Circassia reported in September that it started a blood sample testing program for use of ToleroTrans in kidney transplantation. Scientists will use those samples to assess the T-cell mediated interferon gamma response to the T-cell epitopes, and the company will evaluate those results in preparation for further clinical studies.
Most of Circassia's work is done on a contract basis. The firm has five employees, though Harris said that number likely will increase by a couple in the near term. But the company has long-term plans to recreate itself as a specialty pharmaceutical business, hoping to handle its own marketing and commercialization activities.
"We want to keep all our development rights," Harris said.
In other financings news:
• Access Pharmaceuticals Inc., of Dallas, is adding $2.7 million in a private placement, coming on the heels of its November financing of $9.5 million. The additional money is expected to support the firm's trial program for ProLindac, a DACH platinum prodrug for solid tumors that is in Phase II development. Under the terms, the company agreed to issue to investors Series A convertible preferred stock initially convertible up to 908,000 shares of common stock. Investors also will receive warrants to purchase an additional 454,000 shares at an exercise price of $3.50 apiece. Shares of Access (OTCBB:ACCP) closed at $3 Tuesday, up 10 cents.
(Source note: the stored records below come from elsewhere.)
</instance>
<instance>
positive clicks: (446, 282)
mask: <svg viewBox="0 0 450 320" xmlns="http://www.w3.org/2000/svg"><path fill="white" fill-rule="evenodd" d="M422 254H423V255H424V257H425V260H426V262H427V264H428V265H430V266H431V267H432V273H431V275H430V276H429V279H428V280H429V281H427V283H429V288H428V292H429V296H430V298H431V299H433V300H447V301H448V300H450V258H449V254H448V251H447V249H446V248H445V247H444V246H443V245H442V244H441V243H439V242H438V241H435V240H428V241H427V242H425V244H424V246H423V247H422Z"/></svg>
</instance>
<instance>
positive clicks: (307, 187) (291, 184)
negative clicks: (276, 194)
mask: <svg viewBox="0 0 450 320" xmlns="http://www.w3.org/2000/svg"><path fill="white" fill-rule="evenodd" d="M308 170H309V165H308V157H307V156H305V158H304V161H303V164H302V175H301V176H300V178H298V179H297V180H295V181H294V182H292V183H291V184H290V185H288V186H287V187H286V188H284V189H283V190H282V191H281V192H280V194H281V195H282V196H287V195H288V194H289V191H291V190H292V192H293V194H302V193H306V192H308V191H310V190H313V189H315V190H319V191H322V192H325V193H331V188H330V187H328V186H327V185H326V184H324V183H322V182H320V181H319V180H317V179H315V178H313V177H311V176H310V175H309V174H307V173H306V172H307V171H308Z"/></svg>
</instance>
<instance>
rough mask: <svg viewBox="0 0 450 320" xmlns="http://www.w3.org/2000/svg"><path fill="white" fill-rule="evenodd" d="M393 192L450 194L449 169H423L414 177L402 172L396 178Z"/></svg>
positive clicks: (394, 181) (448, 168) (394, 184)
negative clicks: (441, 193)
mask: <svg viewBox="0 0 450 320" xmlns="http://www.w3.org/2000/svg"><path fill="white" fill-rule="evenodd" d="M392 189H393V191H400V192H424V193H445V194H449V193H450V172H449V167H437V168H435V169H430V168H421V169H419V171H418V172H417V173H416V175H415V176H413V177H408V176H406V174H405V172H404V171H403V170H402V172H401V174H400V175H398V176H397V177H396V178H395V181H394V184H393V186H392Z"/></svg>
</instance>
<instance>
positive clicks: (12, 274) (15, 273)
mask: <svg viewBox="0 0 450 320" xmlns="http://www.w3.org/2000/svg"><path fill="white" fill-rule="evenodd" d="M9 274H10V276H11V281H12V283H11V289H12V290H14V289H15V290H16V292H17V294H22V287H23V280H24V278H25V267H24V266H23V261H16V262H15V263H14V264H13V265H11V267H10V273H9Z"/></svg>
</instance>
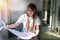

• Kamada Ltd., of Weizmann Science Park, Israel, signed a $20 million financing agreement with U.S.-based Hercules Technology Growth Capital Inc. under venture lending terms. Kamada said the deal is aimed at diversifying the company's financing sources and to further finance its strategic plans over the forthcoming years. Kamada, which develops products based on its chromatographic purification technologies, recently concluded Phase I studies of Alpha-1 Antitrypsin, using the eFlow Electronic Nebulizer from PARI Pharma GmbH, in various lung diseases.
• Pro-Pharmaceuticals Inc., of Newton, Mass., filed a shelf registration statement that would allow it to sell up to an aggregate of $10 million of its common stock. Terms, including the number of shares and share price, would be determined at the time of any offering, and proceeds would be used for general corporate purposes, such as clinical development and discovery programs. Pro-Pharmaceuticals, which develops drugs for cancer, liver, microbial and inflammatory diseases, is focusing initially on cancer treatments that use its carbohydrate polymers for targeted delivery of chemotherapeutics.
• Theratechnologies Inc., of Montreal, filed a preliminary shelf registration to raise up to $35 million through the sale of common shares. The number of shares to be offered and share price will be determined at the time of any offering. Theratechnologies filed the shelf to possibly finance continued development of tesamorelin, which is in a Phase III study in HIV-associated lipodystrophy, and to ensure that it has flexibility to review potential strategic alternatives. The company's board initiated a process to explore options for enhancing shareholder value, including strategic partnership transactions, licensings, the acquisitions of complementary products or business or the sale or merger of the company. Shares of Theratechnologies (TSX:TH) closed at C$9.53 (US$9.54) Tuesday, down C12 cents.